But is the Hsp90 chaperone cycle driven by ATP binding and hydrolysis?

Although ATP binding and hydrolysis was thought to determine conformational flexibility of Hsp90, as seen for other GHKL superfamily members, Hsp90 ATPase activity is low, and it has been difficult to envisage ATP hydrolysis as the driving force behind the chaperone cycle. Recently, several studies have highlighted the intrinsic flexibility of the Hsp90 protein in the absence of nucleotide [13,15-17]. Southworth and Agard [18] now provide compelling evidence that nucleotide binding per se does not, in fact, drive conformational change in Hsp90. Instead, their data show that multiple Hsp90 conformations, representing the three conformational states described before for HtpG, co-exist in a dynamic steady-state equilibrium in the absence of nucleotide and that this equilibrium is only moderately perturbed by nucleotide binding. Thus, in considering HtpG dynamics, the addition of either AMPPNP (a non-hydrolyzable ATP analog) or ADP slightly skew the equilibrium to favor the closed or compact state, respectively. However, unlike HtpG, under similar conditions yeast Hsp90 adopted only two distinct conformations (open and closed), whereas human Hsp90 showed no obvious conformational changes in the presence of either nucleotide (i.e. remaining in an open conformation).

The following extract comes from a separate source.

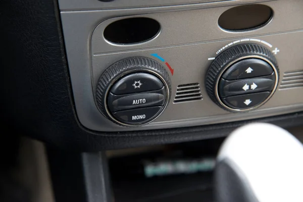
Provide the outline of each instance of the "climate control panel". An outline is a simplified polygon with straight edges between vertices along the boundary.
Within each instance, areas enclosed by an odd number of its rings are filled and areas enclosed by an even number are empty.
[[[163,129],[303,110],[303,1],[202,2],[62,12],[84,127]]]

Conservation of the three-stage Hsp90 chaperone cycle from bacteria to humans

Although the data from HtpG fit the three-state conformational model described earlier, the data collected for both yeast and human Hsp90 seem not to support the generality of the model. Moreover, yeast and human Hsp90 seem to display distinctly different conformational responses to nucleotide. However, by using a cross-linking technique to trap rarely populated conformational states, Southworth and Agard [18] show that, indeed, both yeast and human Hsp90 proteins conform to the three-state model that is more easily observable in HtpG. Their data support and help to explain recent kinetic studies that suggest a conserved ATPase cycle among Hsp90 proteins from different species and provide evidence for transient N-domain dimerization in human Hsp90 [19,20]. Perhaps unexpectedly, an important conclusion stemming from these observations is that, whereas the three-state conformational model describing the Hsp90 chaperone cycle is indeed conserved from bacteria to humans, the population occupancy of each conformation at equilibrium is unique for different species (Figure 1). This, in turn, suggests that evolutionary processes have optimized the kinetics of the Hsp90 cycle to meet the distinct chaperoning requirements of each species [18].

Figure 1.

Figure 1.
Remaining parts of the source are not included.